Dataset Card for wiki-paragraphs

Table of Contents

Dataset Description

Dataset Summary

The wiki-paragraphs dataset is constructed by automatically sampling two paragraphs from a Wikipedia article. If they are from the same section, they will be considered a "semantic match", otherwise as "dissimilar". Dissimilar paragraphs can in theory also be sampled from other documents, but have not shown any improvement in the particular evaluation of the linked work.
The alignment is in no way meant as an accurate depiction of similarity, but allows to quickly mine large amounts of samples.

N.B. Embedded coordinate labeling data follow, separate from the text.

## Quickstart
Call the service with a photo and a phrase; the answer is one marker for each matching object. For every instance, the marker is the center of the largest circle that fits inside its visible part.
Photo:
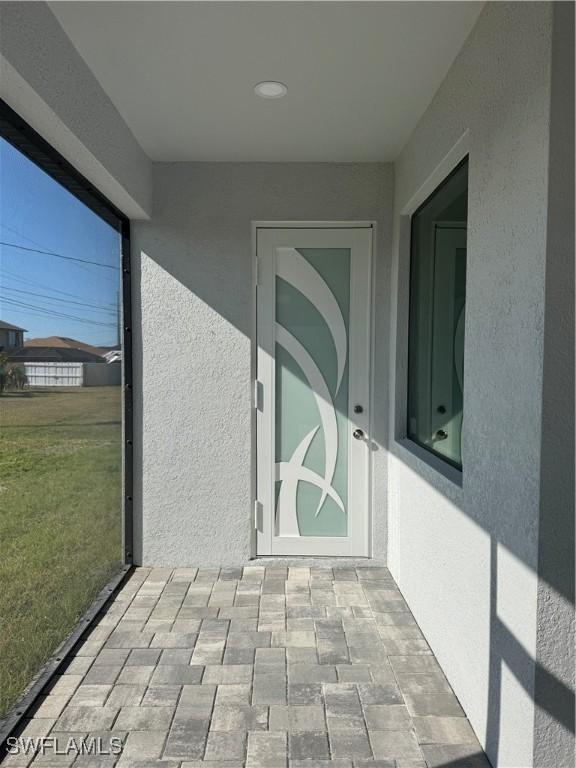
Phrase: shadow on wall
(216, 280)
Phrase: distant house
(53, 355)
(66, 343)
(58, 361)
(11, 337)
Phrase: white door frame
(358, 543)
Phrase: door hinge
(258, 395)
(258, 515)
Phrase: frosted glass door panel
(311, 430)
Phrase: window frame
(15, 130)
(410, 437)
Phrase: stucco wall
(193, 302)
(45, 80)
(555, 674)
(465, 550)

Supported Tasks and Leaderboards

The dataset can be used for "same-section classification", which is a binary classification task (either two sentences/paragraphs belong to the same section or not). This can be combined with document-level coherency measures, where we can check how many misclassifications appear within a single document. Please refer to our paper for more details.

Languages

The data was extracted from English Wikipedia, therefore predominantly in English.

Dataset Structure

Data Instances

A single instance contains three attributes:

{
  "sentence1": "<Sentence from the first paragraph>",
  "sentence2": "<Sentence from the second paragraph>",
  "label": 0/1 # 1 indicates two belong to the same section
}

Data Fields

  • sentence1: String containing the first paragraph
  • sentence2: String containing the second paragraph
  • label: Integer, either 0 or 1. Indicates whether two paragraphs belong to the same section (1) or come from different sections (0)

Data Splits

We provide train, validation and test splits, which were split as 80/10/10 from a randomly shuffled original data source. In total, we provide 25375583 training pairs, as well as 3163685 validation and test instances, respectively.

Dataset Creation

Curation Rationale

The original idea was applied to self-segmentation of Terms of Service documents. Given that these are of domain-specific nature, we wanted to provide a more generally applicable model trained on Wikipedia data.
It is meant as a cheap-to-acquire pre-training strategy for large-scale experimentation with semantic similarity for long texts (paragraph-level). Based on our experiments, it is not necessarily sufficient by itself to replace traditional hand-labeled semantic similarity datasets.

Source Data

Initial Data Collection and Normalization

The data was collected based on the articles considered in the Wiki-727k dataset by Koshorek et al. The dump of their dataset can be found through the respective Github repository. Note that we did not use the pre-processed data, but rather only information on the considered articles, which were re-acquired from Wikipedia at a more recent state. This is due to the fact that paragraph information was not retained by the original Wiki-727k authors. We did not verify the particular focus of considered pages.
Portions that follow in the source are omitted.